If you have children, you’re likely to be pestered for movie tickets after the new adaptation of Charlotte’s Web opens later this month. But the images prodding your kids toward the multiplex might be more about animal rights than E.B. White. One Charlotte’s Web commercial airing on Nickelodeon (oddly enough, during an episode of Mr. Meaty) shows heroic bike-riding teens in pig-snout masks “liberating” (read: stealing) a barn full of pigs. Is this illegal? Definitely. Is it appropriate advertising for a G-rated movie? No way. Does Paramount Pictures understand what it’s wading into? You be the judge: The TV commercial ends with a plea for kids to visit SaveWilbur.com, a Nickelodeon / Paramount website that encourages kids to “Say no to bacon” and print out stickers reading “Tofu Rulez.”

Paramount’s official website for Charlotte’s Web includes “educational links” to animal-rights extremist groups including Farm Sanctuary and the Humane Society of the United States.

Last year, Paramount Pictures hosted a 25th-Anniversary gala for People for the Ethical Treatment of Animals (PETA) on its Hollywood studio lot. (We were there too.)
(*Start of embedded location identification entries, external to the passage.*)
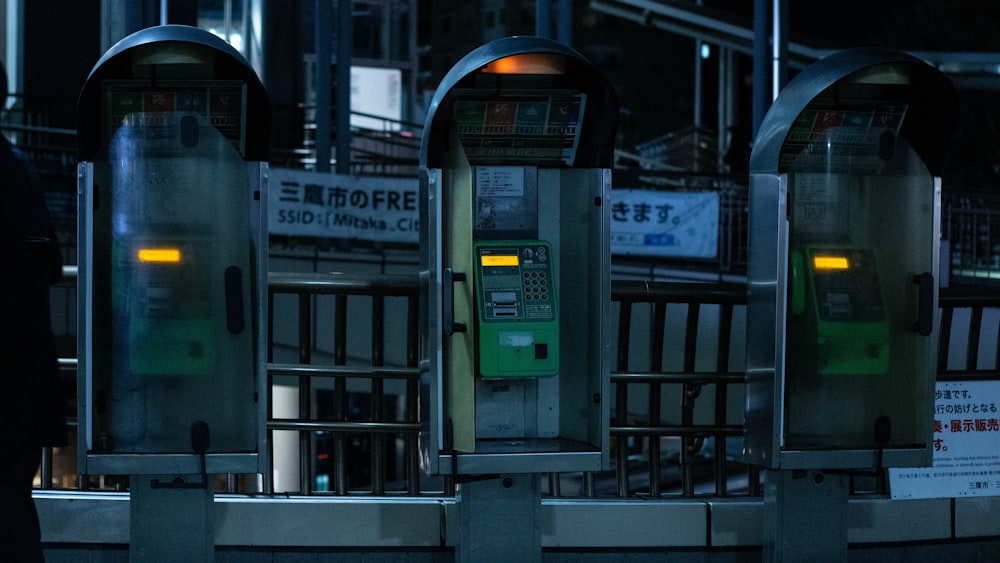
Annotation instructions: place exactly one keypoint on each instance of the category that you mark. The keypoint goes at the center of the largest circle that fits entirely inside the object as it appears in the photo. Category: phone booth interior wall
(172, 146)
(515, 180)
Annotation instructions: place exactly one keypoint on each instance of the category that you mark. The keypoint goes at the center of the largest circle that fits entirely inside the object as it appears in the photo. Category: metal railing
(678, 355)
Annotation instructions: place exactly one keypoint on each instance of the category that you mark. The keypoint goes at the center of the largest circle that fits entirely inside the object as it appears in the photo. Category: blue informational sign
(669, 224)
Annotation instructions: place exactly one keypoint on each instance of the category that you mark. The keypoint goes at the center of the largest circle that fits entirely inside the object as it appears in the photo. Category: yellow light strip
(830, 262)
(500, 260)
(159, 255)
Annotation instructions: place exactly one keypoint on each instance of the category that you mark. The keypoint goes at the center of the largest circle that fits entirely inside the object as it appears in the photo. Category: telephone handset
(517, 303)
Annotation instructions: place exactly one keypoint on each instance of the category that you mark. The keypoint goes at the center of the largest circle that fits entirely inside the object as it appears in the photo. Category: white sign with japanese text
(966, 446)
(314, 204)
(656, 223)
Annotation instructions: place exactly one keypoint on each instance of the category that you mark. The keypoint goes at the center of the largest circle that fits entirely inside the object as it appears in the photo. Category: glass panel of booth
(863, 214)
(222, 103)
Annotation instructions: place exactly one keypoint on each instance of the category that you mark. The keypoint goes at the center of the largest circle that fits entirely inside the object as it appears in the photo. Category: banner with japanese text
(966, 446)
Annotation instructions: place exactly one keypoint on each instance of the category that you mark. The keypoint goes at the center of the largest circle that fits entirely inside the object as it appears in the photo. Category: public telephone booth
(515, 176)
(515, 187)
(172, 148)
(844, 207)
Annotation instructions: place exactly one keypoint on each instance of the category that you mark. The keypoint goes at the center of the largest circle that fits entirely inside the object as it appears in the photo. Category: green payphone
(837, 293)
(517, 309)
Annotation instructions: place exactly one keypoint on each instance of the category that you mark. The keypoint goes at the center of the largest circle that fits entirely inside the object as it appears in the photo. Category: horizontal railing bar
(312, 370)
(387, 285)
(707, 430)
(680, 292)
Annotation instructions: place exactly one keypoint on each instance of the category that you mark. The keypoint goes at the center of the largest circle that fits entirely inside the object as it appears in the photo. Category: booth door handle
(234, 300)
(448, 302)
(925, 305)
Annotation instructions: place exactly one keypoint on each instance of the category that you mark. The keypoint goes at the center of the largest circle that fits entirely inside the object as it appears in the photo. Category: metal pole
(564, 22)
(761, 59)
(543, 19)
(779, 47)
(345, 54)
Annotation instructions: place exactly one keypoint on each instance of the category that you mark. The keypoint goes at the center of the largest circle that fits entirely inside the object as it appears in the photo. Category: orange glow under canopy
(528, 63)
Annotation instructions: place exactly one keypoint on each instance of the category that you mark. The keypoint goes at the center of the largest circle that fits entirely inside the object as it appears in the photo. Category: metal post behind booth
(845, 204)
(515, 186)
(172, 148)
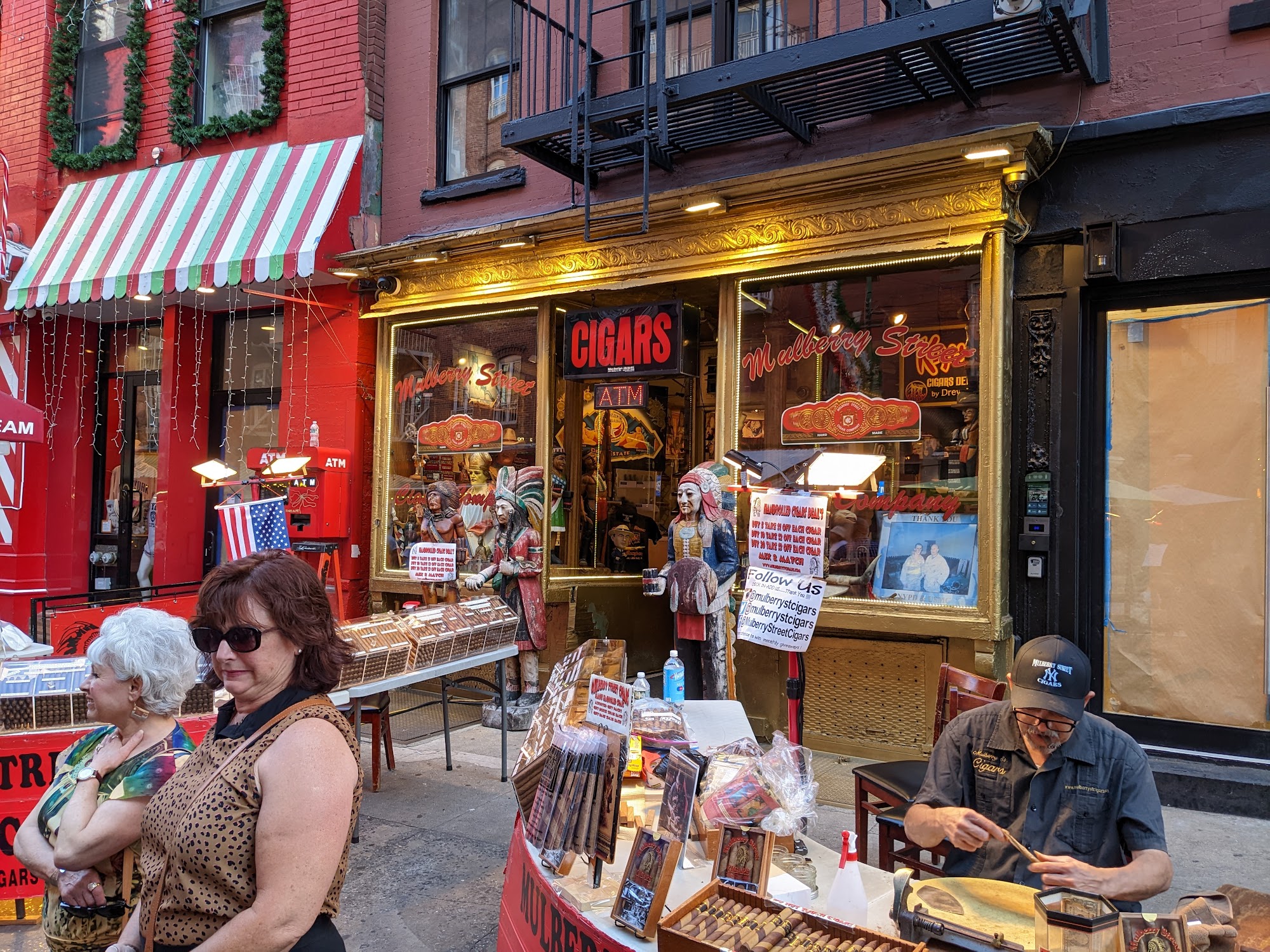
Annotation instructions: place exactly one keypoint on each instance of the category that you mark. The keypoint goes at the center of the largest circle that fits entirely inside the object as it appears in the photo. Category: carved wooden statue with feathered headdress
(518, 573)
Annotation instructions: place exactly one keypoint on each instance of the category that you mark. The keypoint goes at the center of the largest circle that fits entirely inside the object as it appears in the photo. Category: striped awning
(246, 216)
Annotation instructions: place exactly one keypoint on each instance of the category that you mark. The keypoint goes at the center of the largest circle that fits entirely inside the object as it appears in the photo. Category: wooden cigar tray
(670, 940)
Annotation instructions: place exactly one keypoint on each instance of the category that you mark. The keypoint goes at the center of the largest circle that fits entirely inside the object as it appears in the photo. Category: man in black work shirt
(1071, 788)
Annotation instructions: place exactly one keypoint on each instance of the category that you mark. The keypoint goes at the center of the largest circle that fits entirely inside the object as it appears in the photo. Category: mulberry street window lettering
(885, 362)
(464, 404)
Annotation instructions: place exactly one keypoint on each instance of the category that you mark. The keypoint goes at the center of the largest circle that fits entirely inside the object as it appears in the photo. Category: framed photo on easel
(646, 883)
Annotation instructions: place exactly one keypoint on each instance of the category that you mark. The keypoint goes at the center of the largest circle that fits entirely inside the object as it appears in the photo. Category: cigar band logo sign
(852, 418)
(460, 435)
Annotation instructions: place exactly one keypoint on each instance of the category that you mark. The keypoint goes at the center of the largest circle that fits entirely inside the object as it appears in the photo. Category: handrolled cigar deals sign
(434, 562)
(780, 610)
(787, 532)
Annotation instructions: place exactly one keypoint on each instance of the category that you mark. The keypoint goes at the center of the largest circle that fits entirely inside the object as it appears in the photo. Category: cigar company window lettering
(887, 364)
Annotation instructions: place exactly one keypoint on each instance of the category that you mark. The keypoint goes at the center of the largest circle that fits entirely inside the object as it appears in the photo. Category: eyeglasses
(111, 911)
(1057, 725)
(242, 639)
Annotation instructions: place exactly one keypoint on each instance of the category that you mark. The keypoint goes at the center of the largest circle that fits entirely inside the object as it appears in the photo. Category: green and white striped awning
(236, 219)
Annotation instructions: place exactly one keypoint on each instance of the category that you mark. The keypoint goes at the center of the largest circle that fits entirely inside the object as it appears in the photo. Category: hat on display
(1051, 675)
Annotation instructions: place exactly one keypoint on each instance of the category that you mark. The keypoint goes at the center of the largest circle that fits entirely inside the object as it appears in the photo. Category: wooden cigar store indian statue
(518, 576)
(702, 562)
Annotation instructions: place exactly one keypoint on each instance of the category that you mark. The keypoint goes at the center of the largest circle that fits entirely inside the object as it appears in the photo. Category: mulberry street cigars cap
(1052, 675)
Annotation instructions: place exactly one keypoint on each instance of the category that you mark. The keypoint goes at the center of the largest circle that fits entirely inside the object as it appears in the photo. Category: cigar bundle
(722, 918)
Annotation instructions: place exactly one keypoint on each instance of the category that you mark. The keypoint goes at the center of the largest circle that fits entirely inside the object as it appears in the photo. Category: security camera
(1017, 177)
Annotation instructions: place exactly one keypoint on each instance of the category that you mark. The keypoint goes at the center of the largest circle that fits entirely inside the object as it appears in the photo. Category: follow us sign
(780, 610)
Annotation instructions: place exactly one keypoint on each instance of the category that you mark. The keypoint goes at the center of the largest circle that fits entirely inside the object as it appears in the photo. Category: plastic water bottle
(672, 680)
(641, 689)
(848, 899)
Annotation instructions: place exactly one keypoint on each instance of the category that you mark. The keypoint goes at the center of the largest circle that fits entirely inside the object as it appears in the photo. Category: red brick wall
(1164, 54)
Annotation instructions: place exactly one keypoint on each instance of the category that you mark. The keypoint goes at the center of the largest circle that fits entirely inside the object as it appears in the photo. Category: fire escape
(608, 84)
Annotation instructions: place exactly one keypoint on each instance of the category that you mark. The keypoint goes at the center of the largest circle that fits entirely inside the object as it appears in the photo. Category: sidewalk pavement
(429, 871)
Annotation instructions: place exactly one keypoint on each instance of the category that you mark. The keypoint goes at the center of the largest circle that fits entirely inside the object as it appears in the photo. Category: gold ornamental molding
(713, 246)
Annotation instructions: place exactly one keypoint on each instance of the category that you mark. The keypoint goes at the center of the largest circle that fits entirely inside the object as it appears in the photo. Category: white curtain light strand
(231, 331)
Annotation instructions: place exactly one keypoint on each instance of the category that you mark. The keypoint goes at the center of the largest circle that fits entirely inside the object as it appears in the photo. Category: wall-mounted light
(286, 465)
(995, 153)
(441, 255)
(705, 204)
(214, 472)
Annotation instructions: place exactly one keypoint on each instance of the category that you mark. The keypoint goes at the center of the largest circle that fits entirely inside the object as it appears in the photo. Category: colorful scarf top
(140, 776)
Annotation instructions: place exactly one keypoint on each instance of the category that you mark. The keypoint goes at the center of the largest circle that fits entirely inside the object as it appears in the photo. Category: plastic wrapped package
(788, 767)
(657, 720)
(774, 790)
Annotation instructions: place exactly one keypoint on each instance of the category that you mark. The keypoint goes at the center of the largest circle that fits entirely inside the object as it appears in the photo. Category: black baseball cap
(1053, 675)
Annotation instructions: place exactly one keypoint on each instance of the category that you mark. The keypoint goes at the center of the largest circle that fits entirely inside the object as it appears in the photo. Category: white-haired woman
(81, 837)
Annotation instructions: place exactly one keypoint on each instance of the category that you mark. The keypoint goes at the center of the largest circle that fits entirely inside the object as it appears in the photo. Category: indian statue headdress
(525, 489)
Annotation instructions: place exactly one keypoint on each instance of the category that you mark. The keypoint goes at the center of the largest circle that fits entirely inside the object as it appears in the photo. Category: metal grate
(413, 723)
(962, 49)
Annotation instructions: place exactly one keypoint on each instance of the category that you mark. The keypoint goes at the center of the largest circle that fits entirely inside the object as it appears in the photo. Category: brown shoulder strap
(148, 923)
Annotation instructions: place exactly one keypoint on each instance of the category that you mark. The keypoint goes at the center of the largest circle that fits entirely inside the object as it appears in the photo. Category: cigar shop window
(463, 407)
(634, 411)
(883, 365)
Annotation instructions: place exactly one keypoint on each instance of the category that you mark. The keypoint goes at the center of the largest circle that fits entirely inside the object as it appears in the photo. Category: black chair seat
(896, 816)
(902, 779)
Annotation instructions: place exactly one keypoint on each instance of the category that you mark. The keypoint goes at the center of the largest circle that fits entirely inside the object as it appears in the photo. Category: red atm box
(317, 508)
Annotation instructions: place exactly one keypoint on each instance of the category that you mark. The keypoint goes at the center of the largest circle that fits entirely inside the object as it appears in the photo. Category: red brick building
(252, 134)
(1056, 199)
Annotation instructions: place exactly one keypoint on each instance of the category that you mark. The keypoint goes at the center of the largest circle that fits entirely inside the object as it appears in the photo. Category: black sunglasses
(242, 639)
(111, 911)
(1059, 727)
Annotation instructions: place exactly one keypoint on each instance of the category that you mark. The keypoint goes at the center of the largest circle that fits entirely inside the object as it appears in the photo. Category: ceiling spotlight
(999, 153)
(286, 465)
(705, 204)
(214, 472)
(441, 255)
(843, 470)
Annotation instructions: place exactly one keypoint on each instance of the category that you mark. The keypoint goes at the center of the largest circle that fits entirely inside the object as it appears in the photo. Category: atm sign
(622, 397)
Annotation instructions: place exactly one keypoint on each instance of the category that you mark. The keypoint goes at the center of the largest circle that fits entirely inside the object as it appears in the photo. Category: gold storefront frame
(841, 215)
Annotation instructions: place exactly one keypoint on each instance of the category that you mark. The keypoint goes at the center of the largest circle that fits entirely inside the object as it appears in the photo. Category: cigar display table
(542, 911)
(356, 694)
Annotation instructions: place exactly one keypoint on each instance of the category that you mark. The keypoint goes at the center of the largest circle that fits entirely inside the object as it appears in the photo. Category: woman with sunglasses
(82, 837)
(248, 847)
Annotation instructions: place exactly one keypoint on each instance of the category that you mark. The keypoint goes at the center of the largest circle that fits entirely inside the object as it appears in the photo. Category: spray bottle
(848, 899)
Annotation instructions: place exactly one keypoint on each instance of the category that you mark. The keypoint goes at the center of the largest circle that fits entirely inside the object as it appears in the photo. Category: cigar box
(670, 939)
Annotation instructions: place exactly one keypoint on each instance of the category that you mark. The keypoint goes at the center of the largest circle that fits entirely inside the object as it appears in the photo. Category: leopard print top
(211, 873)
The Sydney Morning Herald reports that “Paramount Pictures made a ‘significant’ donation to Animals Australia” after Charlotte’s Web was filmed Down Under. Paramount’s contribution funded a $500,000 advertising campaign attacking the idea of eating pork. The ads include cookbook-style presentations of “Emotionally Stressed Pork Sausages” and “Traumatised Suckling Piglet.”

Of course, Charlotte’s Web is a work of fiction. The real world, as author E.B. White’s own life attested, is still the real world. (White raised and killed pigs on his own Vermont farm for decades.) In the world of the film’s animal-liberation commercial, White would be the depraved farmer, shocked to find his livelihood exiting the barn en masse.

Paramount appears to be calculating that adults won’t be sufficiently turned off by a blatant animal-rights promotion to take their children to see Unaccompanied Minors instead. The studio might want to remember that the non-vegetarian majority buys a lot of movie tickets. And we could always decide not to.